Figuring out what's under the earth and getting it out has always been a tricky business. Even now, with the latest seismic bells, whistles and software, dry holes are lots more common than gushers.
Much exploration and extraction is of the trial-and-error variety. Even when it seems like a technique is effective, it can be difficult to determine why it works or even if it will succeed again.
However, Michigan Tech researchers Turpening and Professor Wayne Pennington of the Department of Geological and Mining Engineering and Sciences, are working at a very special site in lower Michigan that is tailor-made to study the seismic techniques used in oil exploration.
Two 6,500-foot boreholes are set up south of Traverse City on opposite sides of an existing well owned by Shell Oil Company. In one hole, scientists can operate the various seismic tools used in oil exploration. In the other, they have receivers to measure the vibrations after they travel through the formations between the holes. The site has a special advantage: because it spans a producing oil reservoir, the researchers can also study how (or if) different techniques affect oil production.
The test site was previously operated by the Massachusetts Institute of Technology, which is now handing its operations over to Michigan Tech. The MTU scientists have just concluded one project there with WesternGeco, an oilfield services company, and will soon begin another.

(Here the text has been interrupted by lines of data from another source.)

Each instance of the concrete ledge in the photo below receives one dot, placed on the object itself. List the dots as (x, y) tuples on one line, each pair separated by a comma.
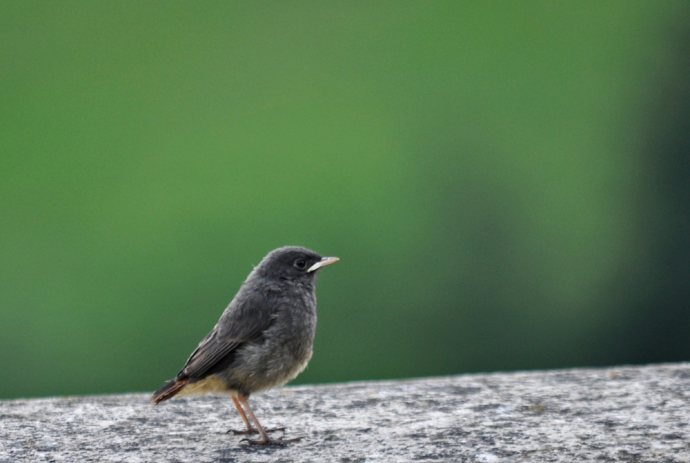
[(631, 414)]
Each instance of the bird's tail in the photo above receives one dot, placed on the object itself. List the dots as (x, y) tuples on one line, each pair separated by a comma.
[(169, 390)]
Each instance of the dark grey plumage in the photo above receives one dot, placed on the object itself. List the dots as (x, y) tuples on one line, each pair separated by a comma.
[(263, 339)]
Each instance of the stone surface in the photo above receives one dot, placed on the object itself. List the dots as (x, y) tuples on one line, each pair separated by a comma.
[(630, 414)]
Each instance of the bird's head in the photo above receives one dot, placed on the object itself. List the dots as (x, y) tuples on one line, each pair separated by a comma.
[(293, 263)]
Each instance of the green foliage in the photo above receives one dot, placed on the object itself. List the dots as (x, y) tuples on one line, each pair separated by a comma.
[(470, 163)]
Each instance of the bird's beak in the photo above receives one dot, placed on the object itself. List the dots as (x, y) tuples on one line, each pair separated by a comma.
[(322, 263)]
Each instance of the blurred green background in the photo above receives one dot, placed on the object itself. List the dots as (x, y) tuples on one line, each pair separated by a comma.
[(506, 183)]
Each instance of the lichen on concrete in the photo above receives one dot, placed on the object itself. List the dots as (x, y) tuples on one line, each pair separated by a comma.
[(627, 414)]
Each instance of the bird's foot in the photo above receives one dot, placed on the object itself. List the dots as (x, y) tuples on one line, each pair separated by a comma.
[(279, 442), (246, 432)]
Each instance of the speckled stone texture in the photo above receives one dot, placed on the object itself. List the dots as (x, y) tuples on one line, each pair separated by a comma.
[(630, 414)]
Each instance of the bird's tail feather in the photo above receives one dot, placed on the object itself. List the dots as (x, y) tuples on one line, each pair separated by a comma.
[(169, 390)]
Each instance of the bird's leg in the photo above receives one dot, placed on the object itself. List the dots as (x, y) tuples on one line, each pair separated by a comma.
[(249, 429), (264, 437)]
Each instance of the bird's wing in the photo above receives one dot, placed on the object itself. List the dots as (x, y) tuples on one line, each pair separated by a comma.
[(245, 319)]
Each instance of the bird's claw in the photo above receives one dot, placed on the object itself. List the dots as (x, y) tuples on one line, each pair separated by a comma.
[(279, 442), (251, 431)]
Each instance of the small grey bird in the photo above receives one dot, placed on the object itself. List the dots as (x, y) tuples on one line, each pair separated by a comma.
[(263, 339)]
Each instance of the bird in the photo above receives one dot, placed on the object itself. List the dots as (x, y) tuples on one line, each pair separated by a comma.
[(263, 339)]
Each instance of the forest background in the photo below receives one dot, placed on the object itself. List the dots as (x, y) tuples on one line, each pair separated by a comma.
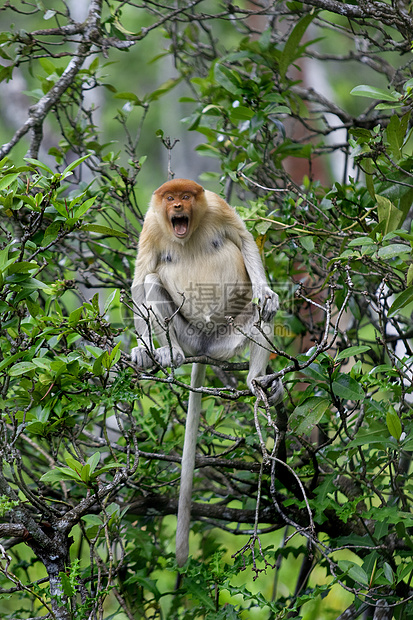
[(299, 114)]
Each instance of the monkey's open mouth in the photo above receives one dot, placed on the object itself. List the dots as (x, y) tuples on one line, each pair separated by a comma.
[(180, 225)]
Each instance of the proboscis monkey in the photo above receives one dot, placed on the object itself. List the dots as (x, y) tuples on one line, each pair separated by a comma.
[(197, 265)]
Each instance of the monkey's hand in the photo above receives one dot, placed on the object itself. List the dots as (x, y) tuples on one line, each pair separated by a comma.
[(165, 356), (162, 356), (141, 357), (267, 301)]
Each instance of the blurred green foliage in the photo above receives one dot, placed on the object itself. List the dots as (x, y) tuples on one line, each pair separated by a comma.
[(299, 512)]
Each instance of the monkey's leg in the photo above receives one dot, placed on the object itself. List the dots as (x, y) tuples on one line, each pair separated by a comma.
[(188, 464), (167, 322), (153, 308)]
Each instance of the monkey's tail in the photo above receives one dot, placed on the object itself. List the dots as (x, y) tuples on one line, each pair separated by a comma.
[(188, 465)]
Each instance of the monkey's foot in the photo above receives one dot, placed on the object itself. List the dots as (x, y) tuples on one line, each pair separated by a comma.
[(267, 301), (165, 356), (276, 390)]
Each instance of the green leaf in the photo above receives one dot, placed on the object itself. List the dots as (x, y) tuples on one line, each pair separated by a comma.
[(68, 589), (9, 360), (290, 51), (352, 351), (409, 276), (230, 80), (93, 461), (67, 171), (308, 414), (393, 423), (401, 300), (7, 180), (392, 250), (346, 387), (103, 230), (364, 90), (388, 213), (38, 164), (81, 210), (21, 369)]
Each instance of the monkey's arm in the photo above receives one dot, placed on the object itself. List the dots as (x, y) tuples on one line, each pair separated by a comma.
[(146, 263)]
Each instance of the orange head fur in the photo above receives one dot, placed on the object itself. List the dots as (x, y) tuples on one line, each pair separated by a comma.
[(181, 203)]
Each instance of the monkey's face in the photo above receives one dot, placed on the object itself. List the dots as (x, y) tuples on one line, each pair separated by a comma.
[(182, 204), (179, 212)]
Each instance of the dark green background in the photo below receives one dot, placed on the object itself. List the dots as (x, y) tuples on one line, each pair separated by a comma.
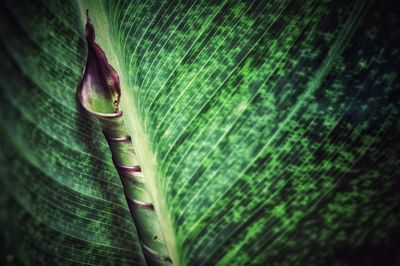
[(275, 125)]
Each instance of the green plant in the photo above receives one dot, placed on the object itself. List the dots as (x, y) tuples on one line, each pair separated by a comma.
[(267, 132)]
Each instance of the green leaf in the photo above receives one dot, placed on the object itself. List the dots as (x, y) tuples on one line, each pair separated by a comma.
[(267, 132)]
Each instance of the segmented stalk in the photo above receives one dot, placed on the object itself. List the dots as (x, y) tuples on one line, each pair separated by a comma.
[(99, 93)]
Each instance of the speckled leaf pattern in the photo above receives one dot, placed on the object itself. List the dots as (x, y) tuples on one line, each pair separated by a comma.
[(273, 128)]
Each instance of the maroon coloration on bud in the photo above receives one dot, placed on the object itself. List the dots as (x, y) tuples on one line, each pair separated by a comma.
[(99, 91)]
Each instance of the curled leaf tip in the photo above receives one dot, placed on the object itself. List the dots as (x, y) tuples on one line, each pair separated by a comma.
[(99, 91)]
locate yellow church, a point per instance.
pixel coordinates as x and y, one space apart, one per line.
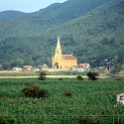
62 61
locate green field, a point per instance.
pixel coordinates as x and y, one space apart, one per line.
90 99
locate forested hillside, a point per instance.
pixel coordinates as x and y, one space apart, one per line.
43 19
11 14
95 37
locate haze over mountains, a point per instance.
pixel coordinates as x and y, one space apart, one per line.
91 30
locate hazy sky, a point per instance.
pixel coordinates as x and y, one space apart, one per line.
26 5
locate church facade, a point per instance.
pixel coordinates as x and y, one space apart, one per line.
62 61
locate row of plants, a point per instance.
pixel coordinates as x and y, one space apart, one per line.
69 101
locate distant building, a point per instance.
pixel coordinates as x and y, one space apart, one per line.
85 66
27 68
63 61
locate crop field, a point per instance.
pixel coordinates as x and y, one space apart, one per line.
90 100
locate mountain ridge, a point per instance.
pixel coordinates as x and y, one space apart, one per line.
92 37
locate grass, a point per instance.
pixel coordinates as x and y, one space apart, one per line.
91 99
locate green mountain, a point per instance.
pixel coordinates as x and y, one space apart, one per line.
52 16
95 36
11 14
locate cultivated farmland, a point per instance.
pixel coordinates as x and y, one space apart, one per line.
69 101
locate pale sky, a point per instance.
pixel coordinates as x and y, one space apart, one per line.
26 5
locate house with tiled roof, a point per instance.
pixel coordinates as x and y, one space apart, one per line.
63 61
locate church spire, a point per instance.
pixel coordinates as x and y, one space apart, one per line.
58 51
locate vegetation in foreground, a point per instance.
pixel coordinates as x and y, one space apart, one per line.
70 101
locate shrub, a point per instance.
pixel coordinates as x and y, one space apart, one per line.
34 91
42 75
79 77
5 120
68 93
92 75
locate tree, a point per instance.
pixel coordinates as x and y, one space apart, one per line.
92 75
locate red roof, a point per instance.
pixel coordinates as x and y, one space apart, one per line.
68 56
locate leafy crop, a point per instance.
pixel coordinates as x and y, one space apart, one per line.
89 100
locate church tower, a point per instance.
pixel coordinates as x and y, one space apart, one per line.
62 61
58 51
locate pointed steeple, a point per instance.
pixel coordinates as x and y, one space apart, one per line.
58 51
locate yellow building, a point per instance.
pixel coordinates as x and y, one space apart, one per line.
63 61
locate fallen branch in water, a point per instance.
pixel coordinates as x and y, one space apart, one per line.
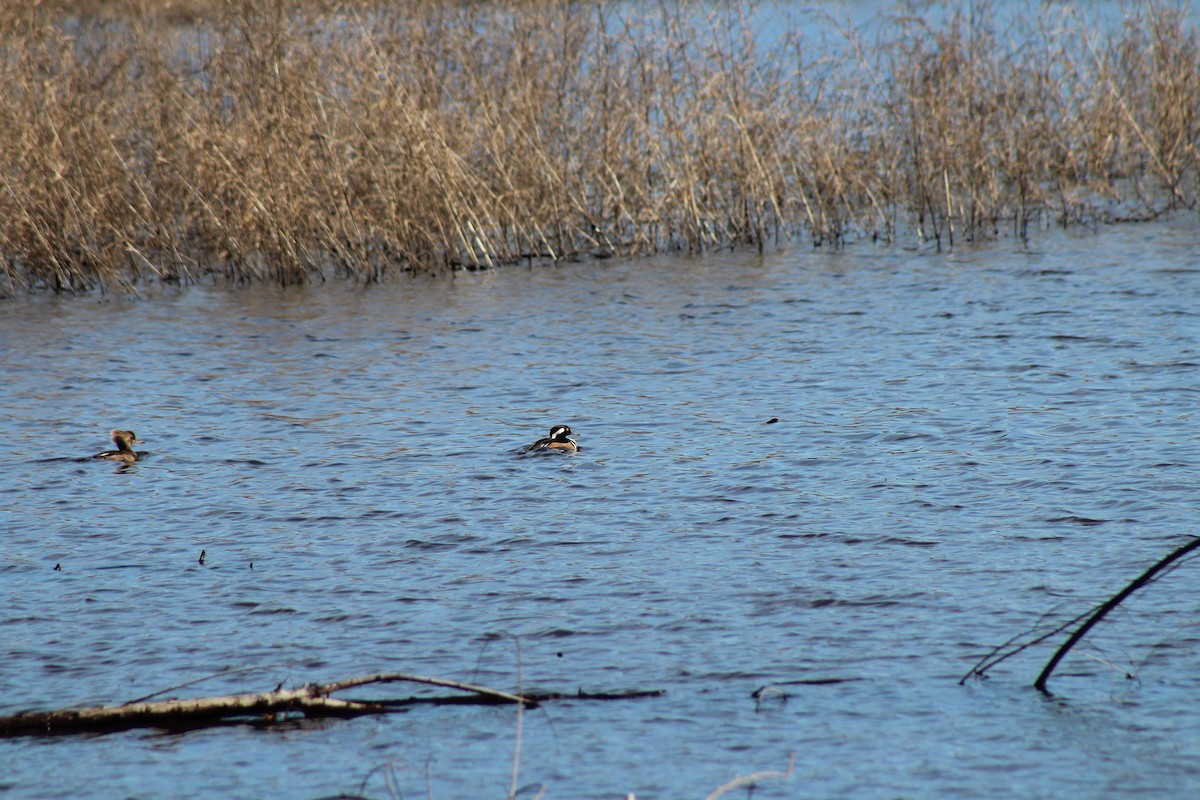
311 701
1102 611
1086 621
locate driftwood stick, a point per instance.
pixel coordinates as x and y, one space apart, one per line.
1104 608
753 779
311 701
396 677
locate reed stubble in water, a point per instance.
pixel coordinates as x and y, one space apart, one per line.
259 139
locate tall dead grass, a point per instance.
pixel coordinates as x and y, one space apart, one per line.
295 140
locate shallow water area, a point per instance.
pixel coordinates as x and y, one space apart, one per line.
870 465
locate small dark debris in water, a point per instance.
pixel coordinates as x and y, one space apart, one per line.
1080 521
765 693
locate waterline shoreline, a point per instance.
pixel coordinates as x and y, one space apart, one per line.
262 144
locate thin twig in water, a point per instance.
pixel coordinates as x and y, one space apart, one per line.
754 777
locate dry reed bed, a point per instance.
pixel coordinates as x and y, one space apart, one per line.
285 142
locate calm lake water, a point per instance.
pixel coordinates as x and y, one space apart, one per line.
965 441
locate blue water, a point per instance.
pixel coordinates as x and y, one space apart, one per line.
965 441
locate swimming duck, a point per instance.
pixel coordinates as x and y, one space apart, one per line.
559 440
124 441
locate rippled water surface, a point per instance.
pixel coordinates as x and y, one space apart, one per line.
964 443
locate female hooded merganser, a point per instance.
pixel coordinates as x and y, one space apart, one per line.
124 441
559 440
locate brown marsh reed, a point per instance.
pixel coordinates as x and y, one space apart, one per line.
262 139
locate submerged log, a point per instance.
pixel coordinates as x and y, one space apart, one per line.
281 704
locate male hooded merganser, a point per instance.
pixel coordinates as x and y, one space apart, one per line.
124 441
559 440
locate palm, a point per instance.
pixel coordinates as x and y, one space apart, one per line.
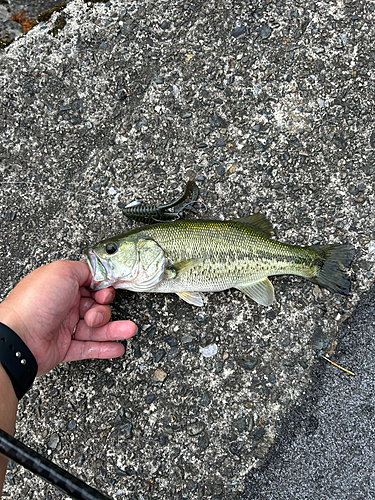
50 303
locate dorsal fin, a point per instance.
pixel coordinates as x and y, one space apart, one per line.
258 222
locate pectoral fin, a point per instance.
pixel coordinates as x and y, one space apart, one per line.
193 298
262 292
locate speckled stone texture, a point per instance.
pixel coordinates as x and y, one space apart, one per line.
269 107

Funded by $1 million from the U.S. Department of Energy and another $250,000 from private industry, the researchers will look into a process known as sonic stimulation, or sonification. "We'll be trying to find out how it works," Pennington said.
Back in the 1950s, water well drillers noticed that vibrations from passing trains seemed to make water rise in their wells. Thirty years later, Russians placed seismic vibrators above their oil fields to try to yield more oil, with mixed results.
When the field work for the DOE-sponsored project starts next summer, the researchers will measure the factors associated with the different tools used in sonification. Then, they'll invite industry to test their own equipment in what is essentially a laboratory in the field.
"We'll have so much control, we'll learn a lot about it," Pennington said. "This should give us a really good idea of how sonification works."
Ultimately, they hope to develop a set of standards for measuring and evaluating sonification technologies, so they can be more effective and predictable.
Turpening, who came to Michigan Tech from MIT to continue the test site experiments, is optimistic, in part because its geology has been so thoroughly studied during previous projects.
"We've been shooting an experiment almost every year here for the last 20 years," he said. "We could be wrong, but after you've shot something every which way to Sunday, it's hard to be wrong."